Power Transmitted Along The String MCQ - Practice Questions with Answers

As a sinusoidal wave moves down a string, the energy associated with one wavelength on the string is transported down the string at the propagation velocity v. From the basic wave relationship the distance traveled in one period is vT = λ, so the energy is transported one wavelength per period of the oscillation.

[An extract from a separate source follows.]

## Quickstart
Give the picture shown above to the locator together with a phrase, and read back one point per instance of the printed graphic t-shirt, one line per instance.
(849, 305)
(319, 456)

The energy associated with one wavelength of the wave is:

$$
E_\lambda=\frac{1}{2} \mu \omega^2 A^2 \lambda
$$

so the power transmitted would be :

$$
\begin{aligned}
& P_\lambda=\frac{1}{2} \mu \omega^2 A^2 \frac{\lambda}{T} \\
& \text { since } v=\frac{\lambda}{T}
\end{aligned}
$$

Therefore $P_\lambda=\frac{1}{2} \mu \omega^2 A^2 v$
where $\omega=$ angular frequency,$\mu=$ mass per unit length of string , $A=$ wave amplitude
$v=$ wave propagation velocity

The intensity of the wave-

The flow of energy per unit area of the cross-section of the string in the unit time is known as the intensity of the wave.

$$
\text { As } P=\frac{1}{2} \mu \omega^2 A^2 v
$$

$$
\text { And using } I=\frac{P}{\text { Area }}
$$

we get $I=\frac{\frac{1}{2} \mu \omega^2 A^2 v}{\text { Area }}$
using $\mu=\frac{\text { mass }}{\text { length }}=\frac{m}{l}$ and $V$ Volume $=$ Area $\times$ length
We get $I=\frac{\frac{1}{2} m \omega^2 A^2 v}{\text { length } \times \text { Area }}=\frac{\frac{1}{2} m \omega^2 A^2 v}{\text { Volume }}$
And now using $\rho=\frac{\text { mass }}{\text { volume }}$
we get $I=\frac{1}{2} \rho \omega^2 A^2 v$

Where,

$\rho=$ density
$\omega=$ angular frequency
$A=$ Amplitude
$v=$ Wave speed